Ben Cotton is amazing as Ben Sawyer. I wanted to give him a big hug as he was dying. He cared so much about the others, and even when he was in pain, he put them before himself. He sorta reminds me of me. Or the Tenth Doctor (Doctor Who).

Alberto Ammann is, as they say in the fandoms, “my smol son.” I absolutely loved the “lavender moment.” And I like how pissed Javier gets at the smallest of things. It makes me laugh.

Clémentine Poidatz is wonderful, as the other half of Javier, and a beautiful (inside and out), intelligent woman herself. She’s good at what she does, so much so that she would be the one I’d trust to take care of me in space.

And Anamaria Marinca is so adorable. She reminds me of Felicia Day (seen on Supernatural as the the Queen, Charlie Bradbury). If Marta Kamen were real, she’d be my new best friend, and we would go out for ice cream and chat about science and our favorite TV shows.

Sammi Rotibi’s Robert has the bromanciest of bromances with Javier, and without him, the team just wouldn’t be the same. He is “the rock” and “the leaf.”

What I like about the cast is: not only is the cast “good,” the cast is realistic. Different colors, races, nose shapes, eyelids, smiles, personalities…they all compliment each other in the way real people do, and they’re all so dynamic – the cast of Mars is a great hypothetical stand-in for the waves of actual astronauts responsible for colonizing Mars in the future.

Here are some of my favorite moments from Mars:

1. Ben Sawyer, Dying And Dead (And Alive!)

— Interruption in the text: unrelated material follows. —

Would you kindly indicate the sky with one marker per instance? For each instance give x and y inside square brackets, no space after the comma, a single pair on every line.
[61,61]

Ben Sawyer is my new “character crush” (as opposed to celebrity crush), as is evident from my various pet names and exclamations during the duration of the first two episodes (“Nooooo honey no!” “My precious baby nooooooo!” “Aww, baby!” “NO BEN NOOOOOO!”). At first, he appears authoritative in the bad way, as though he will judge your every move. Then it is revealed that he is just as charming, cheerfully optimistic, and frankly…”cute” as the rest of them. Not only that, but he loves his crew, he loves his crew from the bottom of his heart and he hates to put them at more risk than they’re already at. He gives the regular speech about it (“you could die, yada yada yada”), but then makes it clear that he cares about his crew more than anything else, and that to me is so, so sweet…I love him. He sat and contained his pain for hours, helping them get to – relative – safety. And – yes – he is so handsome…I love him so much.

2. The Lavender Moment

Javier and Amelie are so cute together. Amelie helps the hilariously, constantly pissed Javier calm down. Javier is a good mechanic (is that what you would call what he does?), and he has a heart of gold inside of him. Lavender is now my favorite word in the entire universe. (That’s a slight exaggeration.) Lavender lavender lavender. Awww…

3. Paul Goes Bonkers

First of all, do not hire someone who talks to his plants.

This scene is trippy, and surreal, and heart-wrenching, and kinda awful – and I love it. It’s an example of what I was talking about earlier – you are not the special snowflake you were on Earth, and you can get killed via the wrong door being opened. John Light (Paul) is so innocent in his portrayal of Paul (Paultrayal, for those of you with an interest in portmanteaus) that you just can’t blame him, not really, but it’s always in the back of your mind that they shouldn’t have brought him along.